Technology Review: Wie lange hat Ihr Team an DeepL gearbeitet?

Silvia Lipski: Seit 2008 entwickeln wir maschinelle Systeme zur Textverarbeitung. Mit diesen Systemen haben wir die größte Datenbasis der Welt an hochqualitativen Übersetzungen aufgebaut. Diese Daten sind mittels Linguee durchsuchbar.

In den letzten zwei Jahren haben wir unsere Machine-Learning Systeme mehr und mehr auf neuronale Netze umgestellt. Wir haben Systeme, die alle Arten von Daten analysieren können, Schreibfehler finden, britisches gegen amerikanisches Englisch differenzieren, Wortarten vorhersagen – all das ist mit diesen Systemen möglich, die dadurch schon einer Volltextübersetzung sehr nahe kommen.

Das Volltextübersetzungsprojekt haben wir ungefähr vor einem Jahr begonnen und haben sehr viel Ressourcen in diese Aufgabe gesteckt. Die Weiterentwicklung von Linguee wurde vorübergehend unterbrochen und wir haben neuronale Netzwerke für die Volltextübersetzung entwickelt. Im Februar diesen Jahres konnten wir kurze Sätze besser übersetzen als Google. Seit Juni diesen Jahres sind wir auch bei langen Sätzen besser.

TR: Aktuell läuft DeepL in sieben Sprachen. Wie viele sollen noch hinzukommen?

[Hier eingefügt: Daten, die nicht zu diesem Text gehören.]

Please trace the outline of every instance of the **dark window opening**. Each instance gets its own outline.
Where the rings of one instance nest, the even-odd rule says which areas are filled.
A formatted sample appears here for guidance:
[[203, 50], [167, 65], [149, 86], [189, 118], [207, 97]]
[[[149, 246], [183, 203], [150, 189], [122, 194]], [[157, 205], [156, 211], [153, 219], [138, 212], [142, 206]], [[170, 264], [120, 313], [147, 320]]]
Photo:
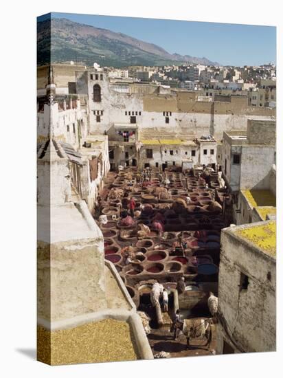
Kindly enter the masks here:
[[240, 277], [240, 290], [247, 290], [248, 286], [249, 277], [243, 273], [241, 273]]
[[124, 142], [128, 142], [128, 133], [127, 131], [124, 131]]
[[233, 164], [240, 164], [240, 155], [234, 154], [233, 155]]
[[98, 84], [93, 85], [93, 101], [95, 102], [101, 102], [101, 89]]
[[146, 157], [147, 159], [152, 159], [152, 150], [147, 148], [146, 149]]
[[223, 355], [231, 355], [234, 353], [235, 351], [233, 348], [225, 340], [223, 340]]
[[68, 89], [69, 93], [77, 93], [77, 86], [76, 82], [68, 82]]

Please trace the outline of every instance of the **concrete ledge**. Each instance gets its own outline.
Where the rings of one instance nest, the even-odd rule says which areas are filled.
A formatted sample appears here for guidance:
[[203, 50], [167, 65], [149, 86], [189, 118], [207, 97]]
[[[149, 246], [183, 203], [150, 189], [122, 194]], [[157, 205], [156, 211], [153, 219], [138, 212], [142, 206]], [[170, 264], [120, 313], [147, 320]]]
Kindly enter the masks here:
[[123, 293], [124, 296], [125, 297], [126, 301], [131, 306], [131, 309], [133, 310], [136, 311], [137, 310], [136, 306], [133, 302], [132, 298], [131, 298], [131, 296], [128, 293], [128, 290], [126, 289], [125, 284], [123, 282], [119, 273], [117, 271], [117, 269], [115, 267], [114, 264], [111, 261], [109, 261], [108, 260], [104, 260], [104, 263], [105, 263], [105, 265], [109, 269], [109, 270], [112, 273], [114, 278], [116, 280], [116, 282], [118, 284], [118, 286], [121, 289], [121, 291]]

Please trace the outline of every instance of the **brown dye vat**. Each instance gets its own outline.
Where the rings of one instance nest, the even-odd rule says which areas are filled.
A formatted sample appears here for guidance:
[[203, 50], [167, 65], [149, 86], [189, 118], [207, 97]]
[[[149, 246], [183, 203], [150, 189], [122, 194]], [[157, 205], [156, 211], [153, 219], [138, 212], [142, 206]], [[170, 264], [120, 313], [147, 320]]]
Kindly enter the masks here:
[[101, 228], [115, 228], [116, 225], [116, 222], [107, 222], [105, 225], [102, 225]]
[[188, 259], [186, 257], [183, 257], [181, 256], [177, 256], [177, 257], [174, 257], [172, 259], [173, 261], [178, 261], [178, 263], [181, 263], [183, 265], [185, 265], [185, 264], [188, 264]]
[[151, 248], [153, 247], [153, 241], [150, 239], [140, 240], [137, 243], [136, 246], [138, 248]]
[[172, 273], [180, 271], [182, 269], [182, 265], [178, 262], [167, 263], [165, 269], [167, 271]]
[[104, 248], [104, 255], [117, 254], [119, 252], [119, 249], [120, 248], [118, 248], [117, 247], [114, 247], [112, 245], [110, 245], [109, 247], [106, 247], [106, 248]]
[[141, 265], [135, 265], [126, 267], [124, 271], [126, 274], [128, 274], [130, 276], [137, 276], [137, 274], [142, 273], [143, 270], [144, 268]]
[[172, 232], [163, 232], [161, 238], [162, 240], [173, 240], [176, 238], [176, 235]]
[[117, 232], [113, 230], [109, 230], [102, 231], [102, 235], [104, 238], [113, 238], [114, 236], [117, 236]]
[[154, 273], [154, 274], [160, 273], [163, 270], [164, 270], [164, 265], [161, 263], [155, 263], [153, 264], [149, 264], [146, 267], [146, 270], [149, 273]]
[[205, 247], [205, 248], [220, 248], [220, 243], [216, 241], [207, 241]]
[[171, 248], [171, 245], [170, 244], [161, 243], [155, 245], [154, 249], [168, 249], [168, 248]]
[[109, 245], [112, 245], [113, 244], [113, 241], [110, 239], [104, 239], [104, 248], [105, 247], [109, 247]]
[[149, 252], [147, 257], [148, 261], [160, 261], [166, 258], [167, 254], [165, 251], [154, 251]]
[[120, 262], [122, 257], [119, 254], [107, 254], [105, 256], [105, 259], [111, 261], [113, 264], [117, 264]]

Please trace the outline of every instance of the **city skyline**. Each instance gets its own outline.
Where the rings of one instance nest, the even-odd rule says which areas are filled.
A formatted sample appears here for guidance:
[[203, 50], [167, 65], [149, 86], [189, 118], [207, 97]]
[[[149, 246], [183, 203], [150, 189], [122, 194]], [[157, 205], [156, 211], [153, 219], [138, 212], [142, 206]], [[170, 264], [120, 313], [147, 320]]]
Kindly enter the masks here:
[[[52, 16], [123, 33], [170, 54], [205, 57], [221, 65], [276, 64], [276, 27], [273, 26], [57, 12]], [[44, 16], [38, 18], [43, 19]], [[217, 48], [219, 45], [225, 49]]]

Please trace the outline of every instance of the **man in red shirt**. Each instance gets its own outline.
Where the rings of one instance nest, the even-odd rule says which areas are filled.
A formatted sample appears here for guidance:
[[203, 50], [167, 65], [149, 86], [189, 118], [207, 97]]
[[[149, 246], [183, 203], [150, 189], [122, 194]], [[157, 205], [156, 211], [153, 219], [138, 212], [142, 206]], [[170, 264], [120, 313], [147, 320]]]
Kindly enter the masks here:
[[130, 208], [131, 216], [132, 216], [132, 218], [133, 218], [134, 217], [134, 210], [135, 210], [135, 201], [133, 197], [130, 200], [128, 207]]

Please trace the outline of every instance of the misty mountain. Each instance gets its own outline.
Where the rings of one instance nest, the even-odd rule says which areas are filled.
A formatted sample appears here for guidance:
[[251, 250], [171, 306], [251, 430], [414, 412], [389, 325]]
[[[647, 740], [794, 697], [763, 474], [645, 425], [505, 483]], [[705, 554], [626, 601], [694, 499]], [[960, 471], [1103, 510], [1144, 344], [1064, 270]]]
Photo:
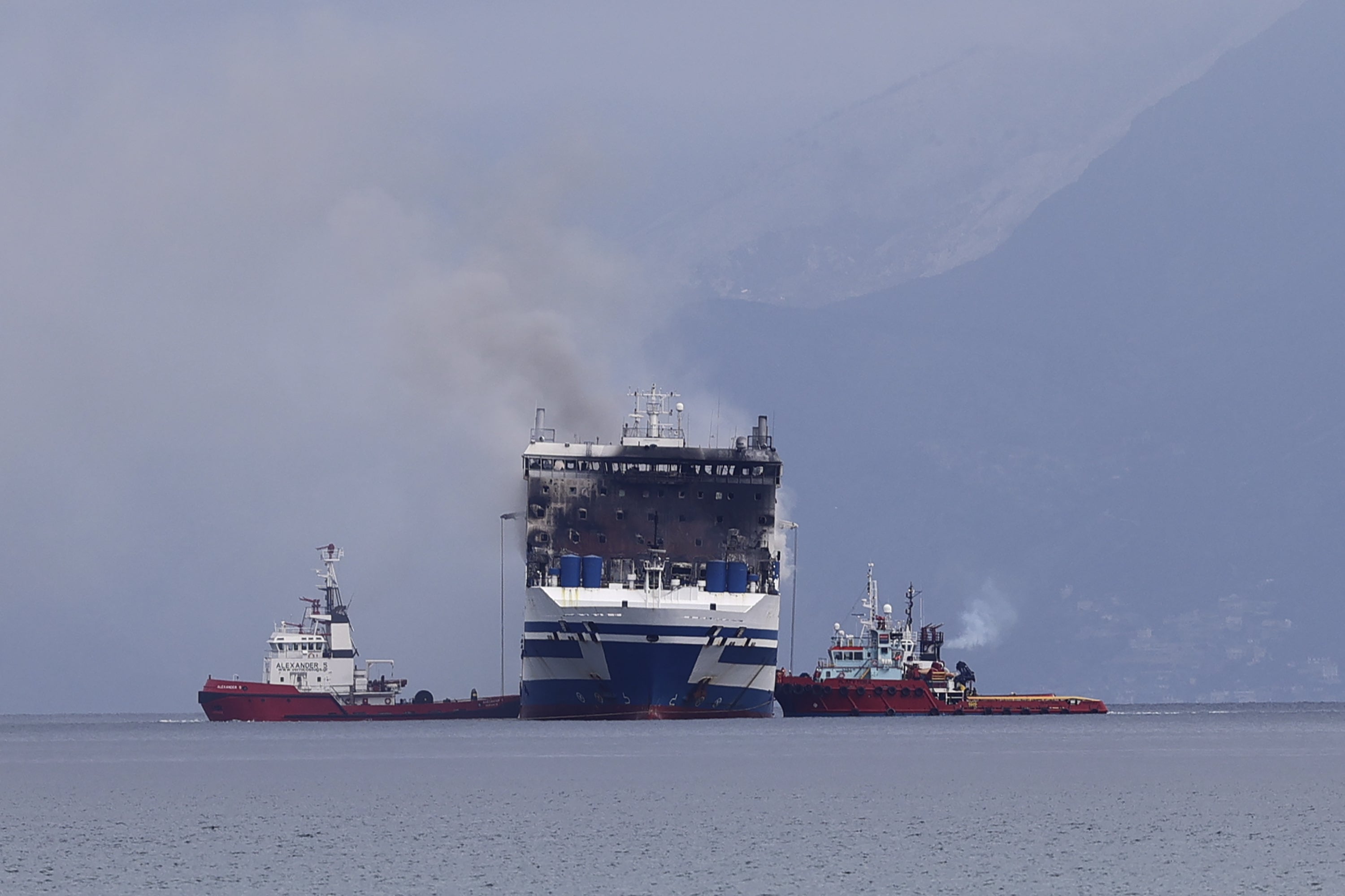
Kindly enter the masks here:
[[792, 134], [654, 234], [702, 296], [810, 305], [951, 270], [1287, 5], [1127, 7], [1033, 40], [985, 35]]
[[873, 560], [987, 689], [1345, 696], [1342, 44], [1341, 4], [1287, 15], [976, 262], [682, 322], [775, 415], [796, 666]]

Lipski: Wir starten mit den Sprachen Englisch, Deutsch, Französisch, Spanisch, Italienisch, Niederländisch und Polnisch. In Kürze werden weitere Sprachen wir Chinesisch, Japanisch, Russisch und Portugiesisch hinzukommen. Wir planen, in Zukunft 230 Sprachkombinationen zu unterstützen.

TR: Ihr direkter Konkurrent ist Google Translate. Welche Chance hat eine junge Firma wie die Ihre gegen einen solchen Giganten?

Lipski: Es gibt in Deutschland einige der besten Forscher zu Maschinellem Lernen weltweit und wir waren in der Lage, die talentiertesten davon für uns zu gewinnen. Wir sind nicht der Meinung, dass Google in dieser Hinsicht besser aufgestellt ist.

Wir haben außerdem Verbesserungen der neuronalen Netzwerke implementiert, die Google offensichtlich nicht implementiert hat. Für die nahe Zukunft erwarten wir weitere Verbesserungen unseres Systems. Wir denken nicht, dass Google uns kurz- oder langfristig überholen kann.

Außerdem – wer hätte uns vor einem Jahr geglaubt, wenn wir gesagt hätten, dass wir Google in der Übersetzung mit neuronalen Netzwerken schlagen würden?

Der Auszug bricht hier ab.